Today is our 7th wedding anniversary. I remember that our first year was the toughest. I think it was hard because we only knew each other for 4 months before we married. I can say with happiness that every year has been better than the last. Through all the ups and downs, I can still say that he is the best person I know and that I'm thankful that he is my best friend through it all. We went out to dinner, just the two of us last Friday at a steakhouse and then we went for a ride on his motorcycle. I love riding on the back of his bullet bike, it makes me feel like when we started dating. We also browsed around Barnes and Noble for awhile. I could live in a bookstore and never grow bored (I know...I'm a nerd). Then, today, we took the kids to eat at a buffet restaurant. Any day that someone cooks besides me is a good day.
We then went to rent movies. Holly picked one we've seen before called "Millions". It's about a boy that sees and talks to saints and finds a bag of money and looks for ways to use it for the good of others. It's really good and also inspirational.
School has been going really well. I think that it might wear me out though. I put the kids to bed last night and had to read a couple of chapters for my grammar class. When I finished, I was exhausted and wondered what time it was. I looked at the time and it was ONLY 10:30. I haven't been to bed that early in quite some time. The class that I am still worried about is my upper level theory class.

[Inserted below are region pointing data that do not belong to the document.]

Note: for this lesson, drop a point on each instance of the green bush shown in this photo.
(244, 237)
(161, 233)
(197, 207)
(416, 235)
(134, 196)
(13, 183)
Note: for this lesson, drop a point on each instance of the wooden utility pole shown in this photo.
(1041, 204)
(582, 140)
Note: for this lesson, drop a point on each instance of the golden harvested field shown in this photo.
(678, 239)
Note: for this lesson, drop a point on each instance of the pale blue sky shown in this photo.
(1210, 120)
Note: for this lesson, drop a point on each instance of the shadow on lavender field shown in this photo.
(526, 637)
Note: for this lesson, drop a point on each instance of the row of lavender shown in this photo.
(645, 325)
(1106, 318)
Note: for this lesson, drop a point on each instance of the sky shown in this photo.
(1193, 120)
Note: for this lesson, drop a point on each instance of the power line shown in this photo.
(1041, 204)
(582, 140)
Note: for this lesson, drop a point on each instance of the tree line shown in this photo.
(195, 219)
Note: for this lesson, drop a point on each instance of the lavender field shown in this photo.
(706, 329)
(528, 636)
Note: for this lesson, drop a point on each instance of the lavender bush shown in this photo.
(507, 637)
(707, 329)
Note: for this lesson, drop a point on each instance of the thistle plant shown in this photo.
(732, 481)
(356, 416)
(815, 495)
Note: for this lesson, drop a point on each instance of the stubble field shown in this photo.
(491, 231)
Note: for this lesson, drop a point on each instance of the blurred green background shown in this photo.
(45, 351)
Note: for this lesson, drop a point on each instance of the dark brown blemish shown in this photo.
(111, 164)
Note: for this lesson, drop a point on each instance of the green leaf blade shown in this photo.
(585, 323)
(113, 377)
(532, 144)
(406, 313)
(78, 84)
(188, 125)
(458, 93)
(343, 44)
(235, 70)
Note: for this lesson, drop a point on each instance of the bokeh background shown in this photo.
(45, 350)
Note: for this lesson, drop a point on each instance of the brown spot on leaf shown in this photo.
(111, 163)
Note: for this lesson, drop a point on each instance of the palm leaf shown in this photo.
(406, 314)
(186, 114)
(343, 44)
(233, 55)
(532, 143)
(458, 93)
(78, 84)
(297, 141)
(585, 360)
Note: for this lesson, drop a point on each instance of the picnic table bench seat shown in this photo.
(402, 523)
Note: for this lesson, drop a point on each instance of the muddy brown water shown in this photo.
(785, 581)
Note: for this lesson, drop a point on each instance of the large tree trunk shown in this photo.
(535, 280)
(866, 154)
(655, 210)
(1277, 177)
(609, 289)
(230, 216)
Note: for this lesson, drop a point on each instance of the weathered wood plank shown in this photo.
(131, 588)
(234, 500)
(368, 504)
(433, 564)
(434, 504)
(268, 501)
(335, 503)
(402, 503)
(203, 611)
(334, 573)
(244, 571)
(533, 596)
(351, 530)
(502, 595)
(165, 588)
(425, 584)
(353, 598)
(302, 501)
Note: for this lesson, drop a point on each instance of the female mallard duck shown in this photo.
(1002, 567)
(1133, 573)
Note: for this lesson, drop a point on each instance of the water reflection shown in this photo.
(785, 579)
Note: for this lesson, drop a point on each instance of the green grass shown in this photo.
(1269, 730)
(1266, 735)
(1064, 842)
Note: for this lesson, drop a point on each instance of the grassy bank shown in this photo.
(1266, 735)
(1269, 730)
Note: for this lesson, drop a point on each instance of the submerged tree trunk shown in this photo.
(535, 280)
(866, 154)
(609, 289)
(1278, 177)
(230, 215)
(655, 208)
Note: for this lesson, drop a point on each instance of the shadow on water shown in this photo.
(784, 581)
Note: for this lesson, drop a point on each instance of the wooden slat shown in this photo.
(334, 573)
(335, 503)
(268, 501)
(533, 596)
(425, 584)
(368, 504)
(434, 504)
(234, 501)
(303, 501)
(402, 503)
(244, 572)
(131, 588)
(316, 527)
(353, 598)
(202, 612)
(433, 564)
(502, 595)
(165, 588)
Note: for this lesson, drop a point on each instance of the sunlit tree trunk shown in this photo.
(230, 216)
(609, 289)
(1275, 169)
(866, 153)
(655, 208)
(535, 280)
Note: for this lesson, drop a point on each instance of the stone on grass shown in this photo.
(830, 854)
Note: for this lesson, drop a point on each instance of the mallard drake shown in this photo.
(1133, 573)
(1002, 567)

It's taught by a prof that I had for the lower level theory class and I had such a hard time with it that I had to audit it instead. I am looking forward to my reading though. I just finished "Treasure Island" and was pretty entertained by it. Next, I need to reread "Songs of Innocence and Experience" by William Blake. I read it when we were in London and also had the privilege to view some etchings by Blake up close and personal at the Tate Britian. We also saw some sketches and paintings by William Turner and Rossetti.
Well, my mind is wandering to the movie and I probably won't make much sense if I keep on. Until later.